Historical data is huge and spread across many machines.

S3 / HDFS:
  file-001.log  (1GB)  →  Machine 1
  file-002.log  (1GB)  →  Machine 2
  file-003.log  (1GB)  →  Machine 3
  ...
  file-1000.log (1GB)  →  Machine 1000

A single machine can't load 1TB into memory. You need to bring computation to the data, not data to the computation.


Batch Processing: The Idea#

Instead of moving data to one machine, run computation on each machine locally against its own chunk, then aggregate results.

Each machine → processes its local file → emits partial result
Framework    → collects all partial results → aggregates → final answer

This is the foundation of MapReduce — Google's solution to this problem (2004).

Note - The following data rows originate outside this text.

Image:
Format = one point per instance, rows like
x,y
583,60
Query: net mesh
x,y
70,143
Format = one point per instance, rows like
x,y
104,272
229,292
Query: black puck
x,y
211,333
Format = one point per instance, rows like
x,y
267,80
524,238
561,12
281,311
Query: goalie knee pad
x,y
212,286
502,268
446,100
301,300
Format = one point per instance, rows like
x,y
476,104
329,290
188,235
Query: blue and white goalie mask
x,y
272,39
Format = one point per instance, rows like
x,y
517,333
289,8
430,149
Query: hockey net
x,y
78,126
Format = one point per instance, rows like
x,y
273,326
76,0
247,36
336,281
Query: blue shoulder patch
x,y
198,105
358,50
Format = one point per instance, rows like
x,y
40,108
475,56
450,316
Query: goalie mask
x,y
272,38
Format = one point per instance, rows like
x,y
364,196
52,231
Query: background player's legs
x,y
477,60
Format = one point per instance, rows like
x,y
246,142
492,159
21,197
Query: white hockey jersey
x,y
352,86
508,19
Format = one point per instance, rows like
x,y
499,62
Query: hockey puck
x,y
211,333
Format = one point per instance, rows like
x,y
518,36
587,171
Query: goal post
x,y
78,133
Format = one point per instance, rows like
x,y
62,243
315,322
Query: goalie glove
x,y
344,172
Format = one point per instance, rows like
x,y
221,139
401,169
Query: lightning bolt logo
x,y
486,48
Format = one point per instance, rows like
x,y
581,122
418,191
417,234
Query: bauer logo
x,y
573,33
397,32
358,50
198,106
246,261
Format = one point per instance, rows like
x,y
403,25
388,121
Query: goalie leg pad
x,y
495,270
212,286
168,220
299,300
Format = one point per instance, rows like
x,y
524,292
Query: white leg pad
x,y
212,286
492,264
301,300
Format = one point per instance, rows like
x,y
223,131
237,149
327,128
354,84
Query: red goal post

When Batch Processing Appears in Interviews#

Scenario Why Batch
Reconciliation Nightly job compares your DB against external source (payments, ad clicks)
Analytics Aggregate raw events into hourly/daily rollup tables for dashboards
Reprocessing Bug in aggregation logic — replay raw event log to rebuild correct output
Billing reports Exact counts required — stream gives approximate, batch gives exact
ML training Train models on historical data in bulk

Interview framing: "For the real-time dashboard I'd use stream processing. For the monthly billing report I'd use a batch job — reprocess the raw event log from S3 for exact counts. The stream gives approximate real-time; the batch gives exact numbers for invoicing."